Bien évidement, comme toujours, Bergotte n'a pas tardé à abandonner le
sien pour essayer de piquer celui de Swann – ce qu'elle a fini par
réussir à faire, mais au prix d'une longue patience : le désir mimétique
cher à Girard ne fonctionne pas que chez les humains. Il le dit
lui-même, du reste.
– J'ai aussi, rentrant de ces
petites courses, revu et corrigé le texte envoyé à cette fin par le père
Éric qui, d'après Catherine, se montre très fier d'avoir désormais un
“rewriter personnel”.
– Alors que je peste depuis des
mois et davantage contre l'envahissement de plus en plus pénible des
publicités dans ma boîte mail, je viens seulement de m'apercevoir que
pratiquement tous ces annonceurs proposaient, au bas de leurs annonces,
un lien sur lequel il suffit de cliquer pour ne plus recevoir leurs
consternantes scories : j'ai bien hâte, dans les jours qui viennent, de
voir si c'est réellement efficace.
Vendredi 23 décembre
Trois heures. –
Je viens de terminer le petit livre de Chesterton sur saint Thomas
d'Aquin, remarquable me semble-t-il, même si souvent ardu pour un
ignorant philosophique comme moi. Cela m'a donné envie, en tout cas, de
commander celui que ce même Chesterton a consacré à saint François
d'Assise et, en attendant de le recevoir, je vais parcourir la
biographie du saint, traduite de l'italien par le père B et offerte par
lui.
– Peu avant midi, appel téléphonique d'une dame se
disant l'assistante de François Rochechouart : elle va m'envoyer par
mail le formulaire que devra remplir Catherine si elle veut être payée
des articles que j'ai commencé d'écrire pour Enquêtes.

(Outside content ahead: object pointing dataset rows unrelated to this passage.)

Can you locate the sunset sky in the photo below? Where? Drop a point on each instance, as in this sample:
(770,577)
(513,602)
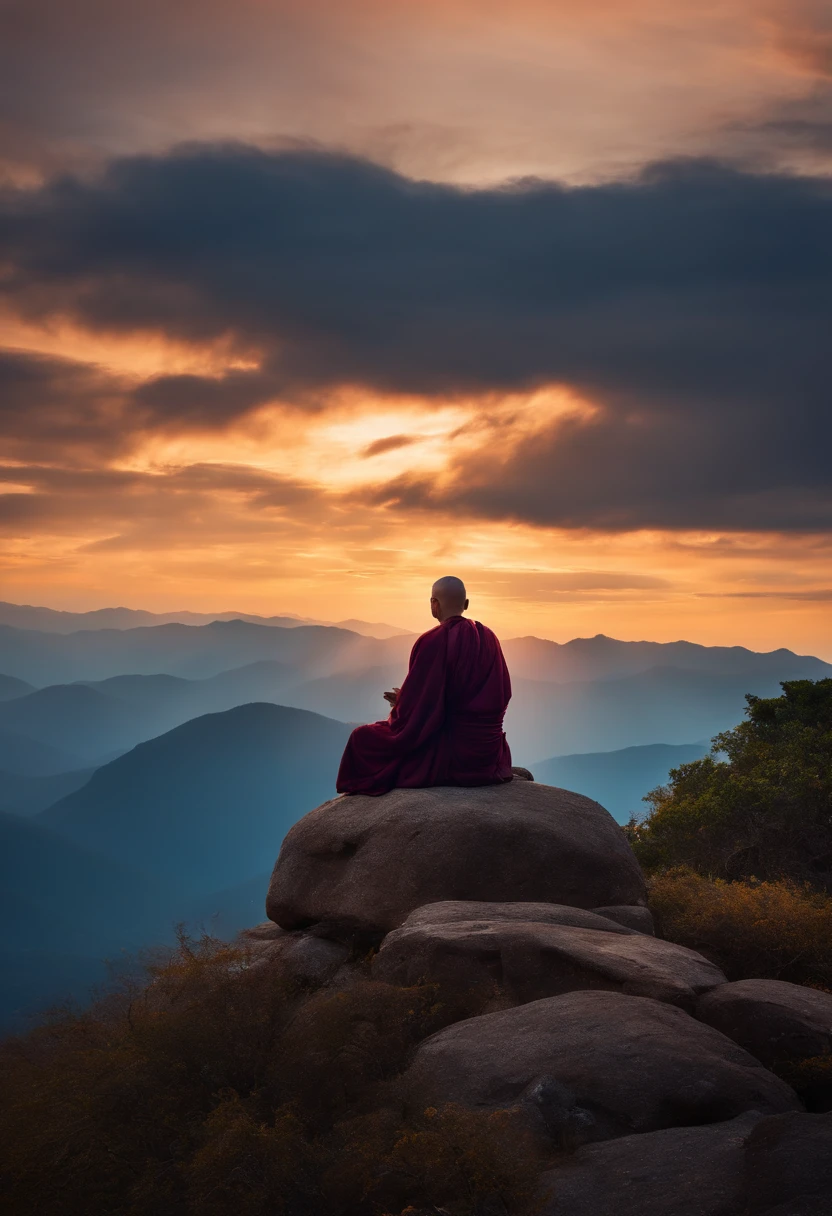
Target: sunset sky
(305,304)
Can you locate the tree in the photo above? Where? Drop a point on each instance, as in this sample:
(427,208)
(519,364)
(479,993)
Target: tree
(760,804)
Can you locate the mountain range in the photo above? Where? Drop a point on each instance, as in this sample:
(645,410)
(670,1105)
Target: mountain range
(153,766)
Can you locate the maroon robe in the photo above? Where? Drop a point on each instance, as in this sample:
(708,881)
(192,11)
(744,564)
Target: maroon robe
(447,725)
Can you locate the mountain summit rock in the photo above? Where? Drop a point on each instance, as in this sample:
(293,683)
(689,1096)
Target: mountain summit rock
(361,865)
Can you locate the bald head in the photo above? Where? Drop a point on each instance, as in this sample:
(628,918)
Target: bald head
(448,597)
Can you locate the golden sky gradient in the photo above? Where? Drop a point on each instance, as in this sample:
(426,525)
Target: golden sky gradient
(308,506)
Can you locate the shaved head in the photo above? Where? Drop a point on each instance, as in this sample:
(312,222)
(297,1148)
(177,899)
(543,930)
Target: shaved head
(448,597)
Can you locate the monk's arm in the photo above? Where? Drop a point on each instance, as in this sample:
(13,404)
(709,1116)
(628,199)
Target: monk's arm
(420,707)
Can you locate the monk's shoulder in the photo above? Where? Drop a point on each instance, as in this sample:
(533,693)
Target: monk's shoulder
(427,641)
(484,631)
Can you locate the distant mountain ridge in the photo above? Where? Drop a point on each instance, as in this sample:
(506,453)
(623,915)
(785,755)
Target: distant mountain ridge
(55,620)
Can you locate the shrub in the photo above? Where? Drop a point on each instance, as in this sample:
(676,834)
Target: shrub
(764,810)
(215,1087)
(752,930)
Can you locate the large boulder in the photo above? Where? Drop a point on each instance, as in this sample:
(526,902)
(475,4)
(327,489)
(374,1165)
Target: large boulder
(771,1019)
(451,911)
(630,1064)
(630,916)
(360,865)
(788,1166)
(526,961)
(679,1171)
(294,957)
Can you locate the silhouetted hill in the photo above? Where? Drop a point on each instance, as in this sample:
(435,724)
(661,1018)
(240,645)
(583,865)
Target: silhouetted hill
(659,705)
(24,756)
(52,620)
(606,658)
(107,718)
(192,651)
(206,805)
(63,898)
(224,913)
(11,687)
(618,780)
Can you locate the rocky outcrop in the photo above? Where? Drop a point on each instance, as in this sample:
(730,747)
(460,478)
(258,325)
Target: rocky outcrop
(453,911)
(526,961)
(641,919)
(774,1020)
(296,957)
(360,865)
(633,1054)
(685,1171)
(788,1166)
(633,1064)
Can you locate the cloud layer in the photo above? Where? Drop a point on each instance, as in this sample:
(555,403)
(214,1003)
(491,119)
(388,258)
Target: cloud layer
(686,309)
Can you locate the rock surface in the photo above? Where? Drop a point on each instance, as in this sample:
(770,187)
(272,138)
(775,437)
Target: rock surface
(360,865)
(635,1064)
(450,911)
(788,1165)
(528,961)
(296,957)
(685,1171)
(771,1019)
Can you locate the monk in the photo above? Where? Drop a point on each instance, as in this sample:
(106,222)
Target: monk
(445,722)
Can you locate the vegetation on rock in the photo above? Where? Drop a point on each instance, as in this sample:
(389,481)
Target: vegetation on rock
(764,811)
(738,844)
(215,1087)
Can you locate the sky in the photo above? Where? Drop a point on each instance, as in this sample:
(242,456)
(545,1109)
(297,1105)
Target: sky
(303,305)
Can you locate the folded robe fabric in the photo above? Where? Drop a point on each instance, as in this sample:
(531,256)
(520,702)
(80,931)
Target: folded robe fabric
(447,726)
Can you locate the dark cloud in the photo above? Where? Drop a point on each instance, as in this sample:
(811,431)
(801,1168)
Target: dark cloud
(690,304)
(178,506)
(389,444)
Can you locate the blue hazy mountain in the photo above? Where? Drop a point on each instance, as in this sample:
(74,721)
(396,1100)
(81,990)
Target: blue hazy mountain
(658,705)
(21,755)
(192,651)
(52,620)
(207,805)
(66,912)
(11,687)
(692,693)
(618,780)
(23,794)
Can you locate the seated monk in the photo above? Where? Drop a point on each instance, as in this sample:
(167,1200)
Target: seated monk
(445,726)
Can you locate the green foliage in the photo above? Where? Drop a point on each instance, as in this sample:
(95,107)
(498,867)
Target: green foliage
(760,804)
(215,1087)
(752,930)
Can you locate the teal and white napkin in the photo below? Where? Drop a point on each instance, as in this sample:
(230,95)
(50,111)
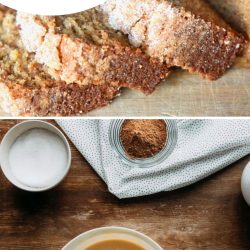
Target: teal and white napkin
(203,148)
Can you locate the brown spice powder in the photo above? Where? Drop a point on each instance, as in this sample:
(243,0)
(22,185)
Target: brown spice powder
(143,138)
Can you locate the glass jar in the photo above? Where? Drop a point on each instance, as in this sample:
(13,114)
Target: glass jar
(116,144)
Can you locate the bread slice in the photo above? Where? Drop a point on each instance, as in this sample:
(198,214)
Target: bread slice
(27,89)
(83,49)
(183,33)
(237,13)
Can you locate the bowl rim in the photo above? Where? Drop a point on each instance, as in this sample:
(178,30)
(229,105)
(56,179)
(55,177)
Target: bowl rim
(116,229)
(35,123)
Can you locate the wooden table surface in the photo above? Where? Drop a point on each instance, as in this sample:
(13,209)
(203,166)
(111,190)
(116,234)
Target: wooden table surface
(208,215)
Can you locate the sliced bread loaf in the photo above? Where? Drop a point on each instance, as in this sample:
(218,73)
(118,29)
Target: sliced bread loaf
(82,49)
(27,89)
(237,13)
(183,33)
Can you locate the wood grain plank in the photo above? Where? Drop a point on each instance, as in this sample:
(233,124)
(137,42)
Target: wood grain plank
(208,215)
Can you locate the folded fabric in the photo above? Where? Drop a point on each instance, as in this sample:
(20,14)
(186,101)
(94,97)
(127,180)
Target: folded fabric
(203,148)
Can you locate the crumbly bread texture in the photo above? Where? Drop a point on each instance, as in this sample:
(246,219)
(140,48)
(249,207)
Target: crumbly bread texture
(27,89)
(183,33)
(237,13)
(83,49)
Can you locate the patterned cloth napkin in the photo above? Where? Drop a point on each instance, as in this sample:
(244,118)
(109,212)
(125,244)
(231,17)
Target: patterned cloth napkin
(203,148)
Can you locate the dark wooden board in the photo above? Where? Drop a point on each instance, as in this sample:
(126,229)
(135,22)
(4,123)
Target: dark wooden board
(208,215)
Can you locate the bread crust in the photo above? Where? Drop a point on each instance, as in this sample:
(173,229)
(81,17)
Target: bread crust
(237,13)
(100,56)
(182,33)
(27,89)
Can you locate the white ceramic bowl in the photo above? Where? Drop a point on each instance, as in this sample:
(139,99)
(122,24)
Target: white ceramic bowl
(48,7)
(245,183)
(10,138)
(111,233)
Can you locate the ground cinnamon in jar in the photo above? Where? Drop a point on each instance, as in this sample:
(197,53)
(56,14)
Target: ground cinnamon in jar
(143,138)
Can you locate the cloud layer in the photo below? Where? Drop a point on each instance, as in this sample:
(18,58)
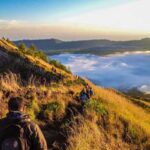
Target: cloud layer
(122,72)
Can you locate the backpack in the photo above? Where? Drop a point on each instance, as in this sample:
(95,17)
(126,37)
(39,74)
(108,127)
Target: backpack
(13,137)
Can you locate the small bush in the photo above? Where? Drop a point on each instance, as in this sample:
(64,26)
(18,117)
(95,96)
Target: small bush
(59,65)
(33,108)
(53,110)
(95,105)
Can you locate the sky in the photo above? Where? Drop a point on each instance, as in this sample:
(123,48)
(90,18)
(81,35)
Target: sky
(75,19)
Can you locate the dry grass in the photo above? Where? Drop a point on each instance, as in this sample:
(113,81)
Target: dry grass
(123,108)
(9,82)
(88,135)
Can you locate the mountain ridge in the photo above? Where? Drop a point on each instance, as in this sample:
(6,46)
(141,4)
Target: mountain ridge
(110,117)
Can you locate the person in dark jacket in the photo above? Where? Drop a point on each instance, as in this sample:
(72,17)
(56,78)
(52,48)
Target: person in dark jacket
(83,96)
(16,115)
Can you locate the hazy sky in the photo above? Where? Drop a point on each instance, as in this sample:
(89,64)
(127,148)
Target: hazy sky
(75,19)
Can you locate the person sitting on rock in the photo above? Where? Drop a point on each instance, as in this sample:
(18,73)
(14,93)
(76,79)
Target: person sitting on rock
(83,96)
(17,131)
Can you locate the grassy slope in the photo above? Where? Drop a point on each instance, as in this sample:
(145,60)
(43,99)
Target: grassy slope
(108,121)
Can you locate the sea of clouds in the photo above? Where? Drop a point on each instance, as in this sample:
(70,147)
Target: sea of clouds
(120,71)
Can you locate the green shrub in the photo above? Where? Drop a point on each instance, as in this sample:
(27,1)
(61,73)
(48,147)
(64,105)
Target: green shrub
(95,105)
(33,108)
(53,110)
(59,65)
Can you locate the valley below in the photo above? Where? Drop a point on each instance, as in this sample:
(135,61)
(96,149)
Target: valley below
(122,71)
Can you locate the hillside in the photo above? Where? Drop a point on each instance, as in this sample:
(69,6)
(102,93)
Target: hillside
(99,47)
(108,121)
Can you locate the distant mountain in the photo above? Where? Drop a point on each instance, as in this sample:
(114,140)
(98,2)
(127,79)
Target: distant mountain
(86,46)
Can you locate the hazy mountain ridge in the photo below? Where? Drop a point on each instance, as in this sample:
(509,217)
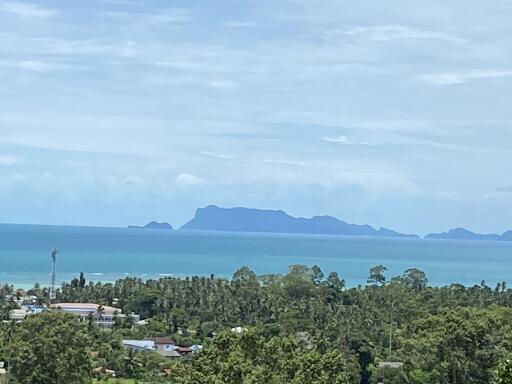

Malheureusement, il ne va pas être possible que ces versements se
fassent au titre des droits d'auteur : ils seront réglés en piges, ce
qui implique des retenues beaucoup plus considérables. D'un autre côté,
si cette collaboration dure quelques années, cela pourrait augmenter la
minuscule retraite à laquelle Catherine a droit pour l'instant. Enfin,
il faut bien que quelques-uns se dévouent pour financer l'entretien de
nos enclaves arabo-africaines…
Samedi 24 décembre
Quatre heures. –
Me voici placé sous le signe de saint François d'Assise, et sans doute
assez durablement. J'ai dit, je crois, que je lisais la biographie
“historique” du saint que m'a offerte le Père B, après l'avoir traduite
d'italien en français. Pour compenser l'aspect historique, justement,
j'ai commandé ce matin le livre que Chesterton a consacré au même
personnage et, tout à l'heure, je me disais que, attendant sa livraison
par Amazon, je relirais volontiers le Frère François de Julien
Green, que j'avais beaucoup aimé lorsque Bernalin me l'avait fait fait
lire, voilà une trentaine d'années. Ensuite, tout de même, il sera temps
de revenir à des préoccupations plus séculières – replonger dans le
cloaque communiste et son Livre noir, par exemple.
–
La procession aux flambeaux à laquelle a prévu de participer Catherine
est censée commencer à sept heures. Ce qui, d'après elle, va mettre le
début de la messe aux environ de huit heures moins le quart et sa fin
guère avant neuf heures moins le quart. Elle ne sera donc pas rentrée
avant neuf heures, en comptant au plus juste. Il est par conséquent
impératif, vital, etc., que je ne commence pas à boire avant au moins
huit heures et demie, si je ne veux pas me trouver à demi-comateux
lorsqu'elle arrivera – ce qui serait de fort mauvaise politique. Je
pourrais, pour occuper le temps et distraire ma soif, commencer de
rédiger le billet dont j'ai eu l'idée il y a quelques heures, sur
l'essence démoniaque du communisme : si ça ne me mène nulle part (et il y
a de grandes chances pour que), cela m'aura au moins occupé l'esprit et
les doigts – les seconds davantage que le premier, je le crains.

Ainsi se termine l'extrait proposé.